A lot of the time people don’t know what they want until you show it them

Steve Jobs –

Sometimes it’s easy to lose sight of why you want to gather, manage and govern data. It’s often linked to business value, and rightly so. But that’s not the real why. Instead, consider this. The data you capture and govern should, in some small way, improve the lives of your customers. Otherwise, why capture it at all? The why is about people. It’s about the customers you serve. It’s the end-users of the products and services your business creates. The why is being able to offer your customers the products and services they want, wherever and whenever they want. Understanding the why of your data management ambition, and its impact on your customers, is important, no, it’s essential in underpinning the business case for data projects. Solve the challenge of how to deliver it and you’re left with a business case that has a better chance of securing budget.

One valid argument in your data business case is that mastering data gives you the insight needed to predict what consumers of your product and services might want. Or what they themselves might not have thought they needed. It allows you to present more information to your audience. And as they become more informed, they become more aware and more likely to buy. Data and consumerism work hand in hand. Which is why when you think about any data project you must first consider what the value is to the consumer. Product sustainability is a topic of increasing value. Knowing where things are being produced and the impact it has with the natural world is a hot topic. So providing more information about where products come from addresses concerns about buying the end product by detailing its production journey. The challenge is telling consumers about it in a way that makes sense. For example, knowing a product is made of ecovero may not mean a great deal, but if you can inform consumers that it means it’s a sustainably sourced viscose, then you’re telling them something that inspires a buying decision.

Providing people with more information enables them to make informed decisions. But the information has to be meaningful to them. There’s information you might need to provide to remain compliant such as the safety warnings on children’s nightwear. But then there’s information of more interest such as the fabric used, size and country of origin. Getting the balance of information right is important. Put too much information across and you could overload the consumer, so it has to be relevant and help with decision making. In the end, it’s the availability of data that determines what information you can provide.

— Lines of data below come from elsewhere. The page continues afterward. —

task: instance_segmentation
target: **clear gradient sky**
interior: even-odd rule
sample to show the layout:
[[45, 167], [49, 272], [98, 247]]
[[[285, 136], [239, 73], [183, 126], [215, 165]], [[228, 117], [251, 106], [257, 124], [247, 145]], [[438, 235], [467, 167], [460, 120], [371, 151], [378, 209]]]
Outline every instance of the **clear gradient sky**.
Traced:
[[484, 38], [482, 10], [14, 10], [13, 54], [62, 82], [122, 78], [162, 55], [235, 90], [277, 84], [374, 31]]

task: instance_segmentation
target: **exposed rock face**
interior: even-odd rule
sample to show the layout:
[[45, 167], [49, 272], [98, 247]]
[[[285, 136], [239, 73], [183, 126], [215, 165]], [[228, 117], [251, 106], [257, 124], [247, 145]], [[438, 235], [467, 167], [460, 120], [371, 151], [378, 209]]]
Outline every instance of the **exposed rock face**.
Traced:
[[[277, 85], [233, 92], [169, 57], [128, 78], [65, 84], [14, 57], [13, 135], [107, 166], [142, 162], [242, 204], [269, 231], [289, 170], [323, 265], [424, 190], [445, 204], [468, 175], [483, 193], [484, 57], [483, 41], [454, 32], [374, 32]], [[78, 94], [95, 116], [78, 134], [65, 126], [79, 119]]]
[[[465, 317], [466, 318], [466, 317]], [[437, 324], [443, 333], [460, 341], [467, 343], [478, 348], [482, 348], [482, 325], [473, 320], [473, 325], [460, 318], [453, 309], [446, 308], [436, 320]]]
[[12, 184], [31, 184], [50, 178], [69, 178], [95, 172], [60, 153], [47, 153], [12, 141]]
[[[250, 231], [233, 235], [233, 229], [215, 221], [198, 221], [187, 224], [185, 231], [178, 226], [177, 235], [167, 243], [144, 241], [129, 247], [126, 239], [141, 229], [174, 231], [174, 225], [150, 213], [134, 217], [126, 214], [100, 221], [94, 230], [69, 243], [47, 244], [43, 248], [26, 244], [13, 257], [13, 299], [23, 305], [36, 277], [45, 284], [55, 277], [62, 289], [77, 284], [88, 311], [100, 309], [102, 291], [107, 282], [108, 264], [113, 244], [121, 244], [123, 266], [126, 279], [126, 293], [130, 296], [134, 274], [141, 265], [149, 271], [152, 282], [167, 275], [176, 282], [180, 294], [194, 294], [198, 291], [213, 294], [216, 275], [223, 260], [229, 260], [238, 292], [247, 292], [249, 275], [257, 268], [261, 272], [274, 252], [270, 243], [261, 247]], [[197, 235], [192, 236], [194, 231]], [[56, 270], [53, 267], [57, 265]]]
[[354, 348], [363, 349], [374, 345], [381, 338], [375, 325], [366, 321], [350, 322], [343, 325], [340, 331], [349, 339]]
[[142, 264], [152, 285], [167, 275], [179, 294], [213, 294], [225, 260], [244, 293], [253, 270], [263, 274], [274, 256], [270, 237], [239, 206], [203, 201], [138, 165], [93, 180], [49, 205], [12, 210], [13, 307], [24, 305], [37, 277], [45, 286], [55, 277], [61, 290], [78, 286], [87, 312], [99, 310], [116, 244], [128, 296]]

The information you’re going to communicate, when, and where are also important points to consider. For this data helps you understand the customer journey and so anticipate the need of each person. You should be able to place the right information in the right form, in the right channel, at the right time. This requires the ability to take data from your core systems and transform it into a presentable and readable format. The goal for you is to understand not what somebody wants but why they want it. Your audience then feels that the information presented is in response to what they need at that time. The difficulty comes when you put in place new business processes to support the customer journey. Take AI for example. AI must learn not how to react to particular wants but react to why’s as well. This provides many data challenges. And getting your data foundation right is important to support this future in data management.